Tangy Bacon Egg Salad - PCOS-Friendly Recipe
Nutrition per Serving
Key PCOS-Friendly Ingredients: Egg is provide complete protein with all essential amino acids. Onion is contain quercetin, a natural anti-inflammatory.
Adequate protein intake is crucial for PCOS management as it helps stabilize blood sugar levels and reduces cravings.
This recipe pairs well with a side of leafy greens or a simple mixed salad to add extra fiber and micronutrients to your breakfast.
Ingredients
- 5 Large Eggs (Hard boiled)
- 1/4 Cup Mayonnaise
- 3 Slices Bacon
- 2 Tbsp. Bacon Fat (All fat rendered)
- 1/4 Medium Red Onion
- 2 tsp. Dijon Mustard
- 1/4 tsp. Cayenne Pepper
- 1/4 tsp. Black Pepper
Instructions
- Slice up your bacon into thin slices and add them to a pan on medium heat.
- Let the bacon cook on medium heat. It takes longer than if you are to fry it fast, but in my opinion it comes out better.
- While the bacon is cooking, slice up your 1/4 red onion.
- Keep letting it cook, we want it extra crispy. It will add great texture to the egg salad.
- The bacon looks done! Nice and crisp.
- Take out your bacon, keeping as much of the drippings in the pan as possible. Rest your bacon on paper towels to cool off and get extra crispy.
- You should have some hardboiled eggs previous made. Add your bacon drippings to them. Please excuse my disastrously peeled eggs here, I had used a different method of boiling eggs than what I had posted and they turned out pretty terrible.

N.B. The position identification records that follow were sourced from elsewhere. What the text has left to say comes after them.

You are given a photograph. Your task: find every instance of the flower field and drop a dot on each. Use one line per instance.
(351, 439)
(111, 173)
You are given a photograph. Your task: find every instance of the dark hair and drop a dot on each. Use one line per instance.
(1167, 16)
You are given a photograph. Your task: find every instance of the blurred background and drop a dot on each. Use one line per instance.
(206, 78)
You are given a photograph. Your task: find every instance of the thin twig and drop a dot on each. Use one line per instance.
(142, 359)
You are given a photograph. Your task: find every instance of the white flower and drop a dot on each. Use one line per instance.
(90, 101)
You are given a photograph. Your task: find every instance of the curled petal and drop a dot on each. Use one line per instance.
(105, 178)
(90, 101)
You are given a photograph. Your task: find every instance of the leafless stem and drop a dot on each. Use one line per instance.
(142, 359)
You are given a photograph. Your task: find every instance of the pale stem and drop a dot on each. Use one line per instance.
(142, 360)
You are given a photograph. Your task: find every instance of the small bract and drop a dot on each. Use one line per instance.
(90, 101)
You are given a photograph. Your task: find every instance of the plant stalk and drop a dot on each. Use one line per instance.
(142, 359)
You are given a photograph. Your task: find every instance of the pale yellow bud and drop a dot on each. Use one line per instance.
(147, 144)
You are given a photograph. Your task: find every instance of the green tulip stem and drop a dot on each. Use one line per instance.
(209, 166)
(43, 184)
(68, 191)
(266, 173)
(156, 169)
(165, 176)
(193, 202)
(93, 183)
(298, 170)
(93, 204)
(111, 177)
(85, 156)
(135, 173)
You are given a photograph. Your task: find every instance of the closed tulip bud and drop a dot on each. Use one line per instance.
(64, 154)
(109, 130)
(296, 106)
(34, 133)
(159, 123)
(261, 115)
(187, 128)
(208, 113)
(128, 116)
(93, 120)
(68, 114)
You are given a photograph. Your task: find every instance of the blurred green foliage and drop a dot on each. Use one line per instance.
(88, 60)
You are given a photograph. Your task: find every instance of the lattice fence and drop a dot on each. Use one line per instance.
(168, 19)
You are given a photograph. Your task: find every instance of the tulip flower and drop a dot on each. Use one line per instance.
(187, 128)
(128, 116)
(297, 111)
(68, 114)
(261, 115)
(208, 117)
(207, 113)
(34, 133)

- Add your chopped red onion to the eggs.
- Add your 1/4 cup of mayonnaise, and 2 tbsp. dijon mustard. Mix the eggs up well, smashing them until desired consistency.
- Add your cayenne pepper and black pepper to the egg salad and mix it well.
- Finally, add your bacon to the mix and fold it in gently. We want to keep the texture of the bacon chunky and crispy.
- Serve it up, enjoy!
How This Recipe Supports PCOS Management
Understanding the nutritional profile of what you eat is a powerful step in managing PCOS. Here is how the key ingredients in this Tangy Bacon Egg Salad contribute to your health goals:
- Egg: Contain choline which supports liver function and hormone metabolism
- Onion: Support cardiovascular health and blood sugar regulation
PCOS Diet Principles in This Recipe
The PCOS diet focuses on three core principles: reducing inflammation, managing insulin resistance, and supporting hormonal balance. Every recipe in our collection is evaluated against these principles. This recipe excels in providing protein-rich ingredients that help regulate appetite hormones (ghrelin and leptin), and nutrient-dense vegetables that provide essential vitamins and minerals for metabolic health. As part of a balanced PCOS meal plan, we recommend pairing recipes like this with a variety of nutrient-dense foods throughout the week to ensure you are meeting all your micronutrient needs.
Meal Prep Tip: This Tangy Bacon Egg Salad can be prepared ahead and stored in an airtight container in the refrigerator for up to 3 days. Meal prepping is one of the most effective strategies for sticking to a PCOS-friendly diet, as it removes the temptation to reach for processed convenience foods when time is short.
PCOS-Friendly Foods in This Recipe
This recipe contains the following foods that may benefit PCOS management: Eggs.